Stephen Hanson

Personal information
- Full name: Stephen Llewellyn Hanson
- Born: 8 July 1931 Modderpoort, Orange Free State, South Africa
- Died: 27 June 1997 (aged 65) Roodepoort, Gauteng, South Africa
- Batting: Right-handed
- Bowling: Right-arm off-spin

Domestic team information
- 1950–51 to 1958–59: Orange Free State

Career statistics
| Competition | First-class |
| Matches | 43 |
| Runs scored | 1861 |
| Batting average | 23.85 |
| 100s/50s | 2/12 |
| Top score | 134 |
| Balls bowled | 2632 |
| Wickets | 25 |
| Bowling average | 51.28 |
| 5 wickets in innings | 0 |
| 10 wickets in match | 0 |
| Best bowling | 4/112 |
| Catches/stumpings | 27/– |
- Source: Cricinfo, 27 January 2018

= Stephen Hanson =

South African cricketer

Stephen Llewellyn Hanson (8 July 1931 – 27 June 1997) was a South African cricketer who played first-class cricket for Orange Free State from 1950 to 1959.

Hanson was a right-handed opening batsman and off-spin bowler. He captained Orange Free State from 1954–55 to 1956–57. In their only Currie Cup victory in this period, in January 1956, he scored 22 and 70 (Orange Free State's highest score in the match) and took 3 for 39 in the second innings, including the final wicket, to give his team an 80-run victory over Griqualand West.

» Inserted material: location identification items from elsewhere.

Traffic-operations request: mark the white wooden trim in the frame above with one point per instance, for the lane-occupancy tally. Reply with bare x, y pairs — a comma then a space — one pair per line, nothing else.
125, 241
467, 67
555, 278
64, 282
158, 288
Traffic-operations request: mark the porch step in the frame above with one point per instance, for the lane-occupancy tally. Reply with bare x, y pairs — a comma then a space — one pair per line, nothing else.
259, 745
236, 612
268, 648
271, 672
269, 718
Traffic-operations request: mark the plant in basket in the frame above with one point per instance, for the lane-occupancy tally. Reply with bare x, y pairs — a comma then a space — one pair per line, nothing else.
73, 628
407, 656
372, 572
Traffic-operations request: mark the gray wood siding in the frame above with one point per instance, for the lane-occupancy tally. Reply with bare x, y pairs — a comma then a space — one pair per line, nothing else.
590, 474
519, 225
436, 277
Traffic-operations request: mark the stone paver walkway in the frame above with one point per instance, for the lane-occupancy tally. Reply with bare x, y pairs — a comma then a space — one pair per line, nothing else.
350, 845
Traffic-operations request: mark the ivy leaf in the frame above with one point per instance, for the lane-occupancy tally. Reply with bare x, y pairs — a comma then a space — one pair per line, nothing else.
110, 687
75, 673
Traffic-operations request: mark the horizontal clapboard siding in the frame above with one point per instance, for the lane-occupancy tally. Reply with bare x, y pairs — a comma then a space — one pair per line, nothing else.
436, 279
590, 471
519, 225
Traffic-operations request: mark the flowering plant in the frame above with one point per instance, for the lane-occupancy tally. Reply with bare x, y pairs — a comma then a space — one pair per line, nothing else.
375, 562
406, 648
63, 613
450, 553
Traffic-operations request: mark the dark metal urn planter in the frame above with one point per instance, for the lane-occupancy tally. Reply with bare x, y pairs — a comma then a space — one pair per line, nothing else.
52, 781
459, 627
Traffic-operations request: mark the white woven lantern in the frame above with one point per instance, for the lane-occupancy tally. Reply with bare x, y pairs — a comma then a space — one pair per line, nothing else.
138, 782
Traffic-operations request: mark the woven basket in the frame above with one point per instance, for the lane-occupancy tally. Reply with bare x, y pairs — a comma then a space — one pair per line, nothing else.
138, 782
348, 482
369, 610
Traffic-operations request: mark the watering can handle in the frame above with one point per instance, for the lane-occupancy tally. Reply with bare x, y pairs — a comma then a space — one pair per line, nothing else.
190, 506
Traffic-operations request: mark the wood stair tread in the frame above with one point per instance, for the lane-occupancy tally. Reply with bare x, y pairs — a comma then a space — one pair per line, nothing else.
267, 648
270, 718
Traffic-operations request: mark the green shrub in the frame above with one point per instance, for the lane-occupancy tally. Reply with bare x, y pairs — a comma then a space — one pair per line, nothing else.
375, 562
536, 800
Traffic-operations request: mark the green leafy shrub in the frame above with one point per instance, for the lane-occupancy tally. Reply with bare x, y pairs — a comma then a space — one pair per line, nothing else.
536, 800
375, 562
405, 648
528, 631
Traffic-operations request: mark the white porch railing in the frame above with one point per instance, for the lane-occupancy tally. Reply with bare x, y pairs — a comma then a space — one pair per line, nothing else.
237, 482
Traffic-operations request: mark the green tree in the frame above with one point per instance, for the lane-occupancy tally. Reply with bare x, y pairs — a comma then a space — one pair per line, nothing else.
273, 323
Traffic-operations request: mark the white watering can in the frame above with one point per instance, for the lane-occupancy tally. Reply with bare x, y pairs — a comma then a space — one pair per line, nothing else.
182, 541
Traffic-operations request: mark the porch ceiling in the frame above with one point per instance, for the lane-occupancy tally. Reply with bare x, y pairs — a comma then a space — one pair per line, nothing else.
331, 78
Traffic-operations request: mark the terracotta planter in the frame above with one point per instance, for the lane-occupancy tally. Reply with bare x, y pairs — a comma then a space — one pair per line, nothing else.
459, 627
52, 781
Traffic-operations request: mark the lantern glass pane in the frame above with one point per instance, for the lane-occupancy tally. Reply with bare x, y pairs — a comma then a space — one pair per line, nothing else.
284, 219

Hanson's best season was 1954–55, when he scored his two first-class centuries. Orange Free State struggled in the "A" Section of the Currie Cup, losing five and drawing one of their six matches, but Hanson led their batting with 472 runs at an average of 39.33. Against Natal at Bloemfontein, he top-scored in each innings with 72 and 134; in the second innings he added 161 for the seventh wicket with the 16-year-old Peter Carlstein, who was making his first-class debut.